Badhwar, G. D., Huff, H. and Wilkins, R. Alterations in Dose and Lineal Energy Spectra under Different Shieldings in the Los Alamos High-Energy Neutron Field.

Nuclear interactions of space radiation with shielding materials result in alterations in dose and lineal energy spectra that depend on the specific elemental composition, density and thickness of the material. The shielding characteristics of materials have been studied using charged-particle beams and radiation transport models by examining the risk reduction using the conventional dose-equivalent approach. Secondary neutrons contribute a significant fraction of the total radiation exposure in space. An experiment to study the changes in dose and lineal energy spectra by shielding materials was carried out at the Los Alamos Nuclear Science Center neutron facility. In the energy range of about 2 to 200 MeV, this neutron spectrum is similar in shape within a factor of about 2 to the spectrum expected in the International Space Station habitable modules. It is shown that with a shielding thickness of about 5 g cm⁻², the conventional radiation risk increases, in some cases by as much as a factor of 2, but decreases with thicknesses of about of 20 g cm⁻². This suggests that care must be taken in evaluating the shielding effectiveness of a given material by including both the charged-particle and neutron components of space radiation.

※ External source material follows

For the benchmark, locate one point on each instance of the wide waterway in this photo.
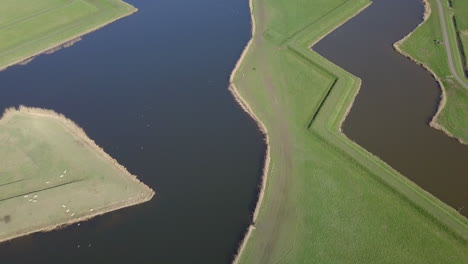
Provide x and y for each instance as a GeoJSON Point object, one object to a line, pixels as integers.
{"type": "Point", "coordinates": [397, 100]}
{"type": "Point", "coordinates": [152, 90]}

Yasuda, H., Badhwar, G. D., Komiyama, T. and Fujitaka, K. Effective Dose Equivalent on the Ninth Shuttle–Mir Mission (STS-91).

Organ and tissue doses and effective dose equivalent were measured using a life-size human phantom on the ninth Shuttle–Mir Mission (STS-91, June 1998), a 9.8-day spaceflight at low-Earth orbit (about 400 km in altitude and 51.65° in inclination). The doses were measured at 59 positions using a combination of thermoluminescent dosimeters of Mg₂SiO₄:Tb (TDMS) and plastic nuclear track detectors (PNTD). In correcting the change in efficiency of the TDMS, it was assumed that reduction of efficiency is attributed predominantly to HZE particles with energy greater than 100 MeV nucleon^–1. A conservative calibration curve was chosen for determining LET from the PNTD track-formation sensitivities. The organ and tissue absorbed doses during the mission ranged from 1.7 to 2.7 mGy and varied by a factor of 1.6. The dose equivalent ranged from 3.4 to 5.2 mSv and varied by a factor of 1.5 on the basis of the dependence of Q on LET in the 1990 recommendations of the ICRP. The effective quality factor (Q_e) varied from 1.7 to 2.4. The dose equivalents for several radiation-sensitive organs, such as the stomach, lung, gonad and breast, were not significantly different from the skin dose equivalent (H_skin). The effective dose equivalent was evaluated as 4.1 mSv, which was about 90% of the H_skin.